Florida Power & Light Co. v. American Ltd.

511 So. 2d 1103 (1987)

FLORIDA POWER & LIGHT COMPANY, Appellant,
v.
AMERICAN LIMITED CORPORATION, Appellee.

No. 86-1464.

District Court of Appeal of Florida, Fifth District.

September 3, 1987.

Barry R. Davidson and John W. Little, III, of Steel, Hector & Davis, Miami, for appellant.

William L. Coalson of Greene, Greene & Coalson, P.A., Jacksonville, for appellee.

COBB, Judge.

Florida Power and Light Company (FPL) filed a condemnation proceeding seeking a 300-foot wide easement across land in Putnam County owned by American Limited Corp. American counterclaimed for specific performance, asserting that FPL had orally contracted to buy the land in question for $150,000. FPL answered the counterclaim and raised the statute of frauds[1] as an affirmative defense. The specific performance claim was severed for separate trial from the condemnation action.

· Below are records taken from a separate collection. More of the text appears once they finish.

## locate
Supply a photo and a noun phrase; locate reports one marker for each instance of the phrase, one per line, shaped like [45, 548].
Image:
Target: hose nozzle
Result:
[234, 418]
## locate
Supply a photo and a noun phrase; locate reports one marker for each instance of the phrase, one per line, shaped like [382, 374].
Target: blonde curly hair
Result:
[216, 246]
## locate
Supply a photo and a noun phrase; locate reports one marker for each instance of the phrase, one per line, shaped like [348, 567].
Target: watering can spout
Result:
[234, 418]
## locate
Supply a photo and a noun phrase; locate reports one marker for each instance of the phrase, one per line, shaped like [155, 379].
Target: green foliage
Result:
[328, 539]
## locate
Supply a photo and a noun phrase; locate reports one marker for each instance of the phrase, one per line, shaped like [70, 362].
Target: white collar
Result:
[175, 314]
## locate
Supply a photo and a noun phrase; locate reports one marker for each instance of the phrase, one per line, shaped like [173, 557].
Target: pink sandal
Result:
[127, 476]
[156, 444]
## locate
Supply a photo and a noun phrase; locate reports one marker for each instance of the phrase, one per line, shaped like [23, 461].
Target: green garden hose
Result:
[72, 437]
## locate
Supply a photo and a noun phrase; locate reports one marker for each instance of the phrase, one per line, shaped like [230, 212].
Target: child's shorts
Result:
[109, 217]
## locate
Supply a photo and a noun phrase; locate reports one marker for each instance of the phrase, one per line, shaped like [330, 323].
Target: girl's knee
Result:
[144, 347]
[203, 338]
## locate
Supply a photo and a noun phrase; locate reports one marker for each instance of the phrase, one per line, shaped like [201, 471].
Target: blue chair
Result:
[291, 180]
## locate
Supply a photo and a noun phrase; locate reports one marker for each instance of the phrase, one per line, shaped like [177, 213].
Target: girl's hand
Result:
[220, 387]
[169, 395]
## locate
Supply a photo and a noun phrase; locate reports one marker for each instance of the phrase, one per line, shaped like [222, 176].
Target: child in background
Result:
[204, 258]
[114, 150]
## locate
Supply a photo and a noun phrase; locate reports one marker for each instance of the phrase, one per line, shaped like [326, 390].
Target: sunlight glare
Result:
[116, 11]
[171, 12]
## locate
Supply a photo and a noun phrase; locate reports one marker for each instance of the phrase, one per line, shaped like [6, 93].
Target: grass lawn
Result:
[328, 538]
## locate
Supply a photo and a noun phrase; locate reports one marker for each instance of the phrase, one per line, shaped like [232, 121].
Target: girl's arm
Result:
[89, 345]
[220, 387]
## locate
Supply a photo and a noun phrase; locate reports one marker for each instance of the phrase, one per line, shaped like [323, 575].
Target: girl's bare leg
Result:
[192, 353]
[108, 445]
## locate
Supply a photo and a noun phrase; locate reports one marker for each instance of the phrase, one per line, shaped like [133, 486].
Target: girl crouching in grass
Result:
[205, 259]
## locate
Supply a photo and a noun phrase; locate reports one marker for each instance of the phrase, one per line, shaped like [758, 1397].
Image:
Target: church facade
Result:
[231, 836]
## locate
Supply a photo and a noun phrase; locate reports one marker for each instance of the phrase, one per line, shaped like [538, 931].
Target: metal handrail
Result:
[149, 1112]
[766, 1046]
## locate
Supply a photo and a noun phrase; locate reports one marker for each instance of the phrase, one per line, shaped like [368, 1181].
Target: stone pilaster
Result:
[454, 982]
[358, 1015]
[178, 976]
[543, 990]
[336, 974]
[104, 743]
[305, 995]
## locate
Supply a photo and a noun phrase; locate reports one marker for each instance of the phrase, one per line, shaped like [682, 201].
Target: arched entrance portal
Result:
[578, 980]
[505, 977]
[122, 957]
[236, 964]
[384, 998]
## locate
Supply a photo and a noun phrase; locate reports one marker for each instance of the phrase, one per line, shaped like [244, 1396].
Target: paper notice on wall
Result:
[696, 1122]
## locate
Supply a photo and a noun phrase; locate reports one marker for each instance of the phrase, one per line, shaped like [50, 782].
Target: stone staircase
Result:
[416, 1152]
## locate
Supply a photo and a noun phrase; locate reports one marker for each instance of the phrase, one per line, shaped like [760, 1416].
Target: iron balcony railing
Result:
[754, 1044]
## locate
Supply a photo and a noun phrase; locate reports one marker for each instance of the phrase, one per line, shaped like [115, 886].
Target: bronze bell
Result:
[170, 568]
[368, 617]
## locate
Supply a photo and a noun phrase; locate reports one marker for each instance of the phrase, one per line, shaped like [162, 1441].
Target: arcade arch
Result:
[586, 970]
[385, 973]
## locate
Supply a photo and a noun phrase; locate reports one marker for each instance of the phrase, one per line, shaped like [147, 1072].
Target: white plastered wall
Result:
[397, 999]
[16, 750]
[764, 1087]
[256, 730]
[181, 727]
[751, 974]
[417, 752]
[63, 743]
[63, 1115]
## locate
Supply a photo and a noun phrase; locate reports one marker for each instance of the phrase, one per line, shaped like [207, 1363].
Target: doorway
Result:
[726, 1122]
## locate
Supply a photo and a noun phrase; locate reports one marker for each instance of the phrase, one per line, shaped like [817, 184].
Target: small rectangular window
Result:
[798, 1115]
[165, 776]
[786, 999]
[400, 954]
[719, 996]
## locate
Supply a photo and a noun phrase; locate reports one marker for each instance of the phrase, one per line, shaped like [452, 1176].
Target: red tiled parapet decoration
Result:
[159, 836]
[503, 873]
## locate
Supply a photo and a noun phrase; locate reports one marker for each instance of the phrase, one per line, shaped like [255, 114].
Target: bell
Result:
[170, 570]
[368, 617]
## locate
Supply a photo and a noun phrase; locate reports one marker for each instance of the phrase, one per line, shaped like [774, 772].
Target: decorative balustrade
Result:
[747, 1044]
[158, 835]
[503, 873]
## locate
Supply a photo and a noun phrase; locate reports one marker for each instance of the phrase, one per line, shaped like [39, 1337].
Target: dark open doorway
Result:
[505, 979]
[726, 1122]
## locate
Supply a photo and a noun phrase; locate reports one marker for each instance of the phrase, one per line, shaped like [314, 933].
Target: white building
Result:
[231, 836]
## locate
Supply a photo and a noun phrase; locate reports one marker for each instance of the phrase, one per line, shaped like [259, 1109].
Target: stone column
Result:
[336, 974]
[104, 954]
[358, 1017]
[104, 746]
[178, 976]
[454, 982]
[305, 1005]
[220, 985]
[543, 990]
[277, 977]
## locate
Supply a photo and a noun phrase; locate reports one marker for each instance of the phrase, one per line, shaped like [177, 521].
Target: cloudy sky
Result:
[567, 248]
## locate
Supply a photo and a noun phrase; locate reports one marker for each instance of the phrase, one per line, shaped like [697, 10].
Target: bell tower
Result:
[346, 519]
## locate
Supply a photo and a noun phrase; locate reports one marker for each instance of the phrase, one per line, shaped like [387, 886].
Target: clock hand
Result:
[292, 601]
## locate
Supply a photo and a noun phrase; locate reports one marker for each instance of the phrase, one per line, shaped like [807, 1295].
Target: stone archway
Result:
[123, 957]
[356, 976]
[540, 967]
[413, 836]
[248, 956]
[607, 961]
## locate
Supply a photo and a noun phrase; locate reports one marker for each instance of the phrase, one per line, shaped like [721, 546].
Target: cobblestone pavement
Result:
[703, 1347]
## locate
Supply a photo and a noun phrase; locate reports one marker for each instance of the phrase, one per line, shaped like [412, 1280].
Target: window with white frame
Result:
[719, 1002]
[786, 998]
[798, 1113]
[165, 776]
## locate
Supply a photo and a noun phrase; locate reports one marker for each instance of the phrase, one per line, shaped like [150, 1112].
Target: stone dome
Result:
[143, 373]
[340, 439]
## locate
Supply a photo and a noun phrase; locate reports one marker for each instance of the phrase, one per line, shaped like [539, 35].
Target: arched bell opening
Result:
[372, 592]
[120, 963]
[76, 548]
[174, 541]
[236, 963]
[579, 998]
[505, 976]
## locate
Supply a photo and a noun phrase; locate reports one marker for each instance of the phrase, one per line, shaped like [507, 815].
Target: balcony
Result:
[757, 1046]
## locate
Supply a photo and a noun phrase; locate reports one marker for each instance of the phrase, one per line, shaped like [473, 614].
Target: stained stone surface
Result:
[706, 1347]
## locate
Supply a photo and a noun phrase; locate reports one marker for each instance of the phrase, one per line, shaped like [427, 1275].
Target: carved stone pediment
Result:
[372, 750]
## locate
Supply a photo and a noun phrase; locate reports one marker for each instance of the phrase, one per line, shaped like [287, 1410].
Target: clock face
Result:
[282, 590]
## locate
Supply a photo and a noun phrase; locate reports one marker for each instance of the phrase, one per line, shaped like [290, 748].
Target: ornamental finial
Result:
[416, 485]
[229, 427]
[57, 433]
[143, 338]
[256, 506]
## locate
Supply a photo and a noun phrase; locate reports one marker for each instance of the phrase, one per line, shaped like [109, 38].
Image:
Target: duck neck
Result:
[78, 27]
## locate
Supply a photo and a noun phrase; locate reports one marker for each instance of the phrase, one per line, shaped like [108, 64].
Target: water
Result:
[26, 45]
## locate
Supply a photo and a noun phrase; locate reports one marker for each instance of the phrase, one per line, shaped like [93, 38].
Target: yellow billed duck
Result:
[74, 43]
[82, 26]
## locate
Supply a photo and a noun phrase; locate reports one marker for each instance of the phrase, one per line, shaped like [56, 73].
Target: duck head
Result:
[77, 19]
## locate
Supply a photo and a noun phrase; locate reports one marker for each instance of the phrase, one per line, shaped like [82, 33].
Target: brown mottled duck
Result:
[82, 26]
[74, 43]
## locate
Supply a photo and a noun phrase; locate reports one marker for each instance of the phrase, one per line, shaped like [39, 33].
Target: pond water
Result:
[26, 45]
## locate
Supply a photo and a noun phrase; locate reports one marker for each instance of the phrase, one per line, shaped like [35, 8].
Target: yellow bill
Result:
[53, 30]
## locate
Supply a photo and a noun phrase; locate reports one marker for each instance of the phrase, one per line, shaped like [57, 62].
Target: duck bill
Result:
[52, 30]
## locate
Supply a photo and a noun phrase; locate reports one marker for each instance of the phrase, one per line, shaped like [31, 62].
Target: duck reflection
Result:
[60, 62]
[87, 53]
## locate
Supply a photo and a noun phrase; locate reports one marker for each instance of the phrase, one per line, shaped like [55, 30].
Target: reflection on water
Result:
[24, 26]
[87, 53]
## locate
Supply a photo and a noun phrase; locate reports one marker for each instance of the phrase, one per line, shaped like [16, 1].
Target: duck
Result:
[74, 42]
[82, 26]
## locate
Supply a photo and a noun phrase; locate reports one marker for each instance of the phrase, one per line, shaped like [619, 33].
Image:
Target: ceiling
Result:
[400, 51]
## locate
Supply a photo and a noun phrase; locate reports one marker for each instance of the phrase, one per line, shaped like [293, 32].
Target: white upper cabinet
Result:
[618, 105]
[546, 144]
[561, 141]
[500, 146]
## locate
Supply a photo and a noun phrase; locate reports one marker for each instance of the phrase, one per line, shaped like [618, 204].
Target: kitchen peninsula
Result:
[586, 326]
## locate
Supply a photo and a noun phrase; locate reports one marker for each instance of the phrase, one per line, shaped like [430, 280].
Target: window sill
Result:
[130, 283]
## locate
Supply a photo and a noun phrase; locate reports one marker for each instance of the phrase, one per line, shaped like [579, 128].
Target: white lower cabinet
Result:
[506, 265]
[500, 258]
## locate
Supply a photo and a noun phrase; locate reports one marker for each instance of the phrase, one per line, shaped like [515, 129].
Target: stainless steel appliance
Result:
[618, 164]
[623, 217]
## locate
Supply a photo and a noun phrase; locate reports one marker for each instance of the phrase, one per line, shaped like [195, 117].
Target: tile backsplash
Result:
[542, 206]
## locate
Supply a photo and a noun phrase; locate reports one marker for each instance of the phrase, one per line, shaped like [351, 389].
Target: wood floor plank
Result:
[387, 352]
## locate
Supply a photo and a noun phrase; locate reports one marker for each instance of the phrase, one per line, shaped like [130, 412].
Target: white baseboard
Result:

At the conclusion of a nonjury trial, the trial judge granted specific performance requiring conveyance of the property to FPL for $150,000. This holding was based on a finding that promissory estoppel negated the statute of frauds defense. We reverse. Promissory estoppel is not a valid bar to the statute of frauds defense under Florida law. Tanenbaum v. Biscayne Osteopathic Hospital, Inc., 190 So. 2d 777 (Fla. 1966). Equitable relief is not available to one who relies upon the validity of an unenforceable express contract rather than seeking quantum meruit relief. 27 Fla.Jur.2d, Statute of Frauds, § 12 (1981).

REVERSED.

ORFINGER, J., concurs.

DAUKSCH, J., dissents with opinion.

DAUKSCH, Judge, dissenting.

I respectfully dissent, but not too strongly because perhaps the pleadings must be stretched a bit to reach my conclusion. In my view, when the parties agreed upon the $150,000 figure the actual consideration for that sum was the forbearance from a defense of the condemnation action — not the conveyance of the land. FPL had the legal right and authority to condemn the land and take it away from the appellee so there was not really a price-for-conveyance agreed upon. If no land conveyance was involved in the $150,000 agreement then the statute of frauds is not involved, but merely an oral contract for payment to facilitate the taking. I would sustain the trial judge's result.

NOTES

[1] See § 725.01, Fla. Stat. (1985).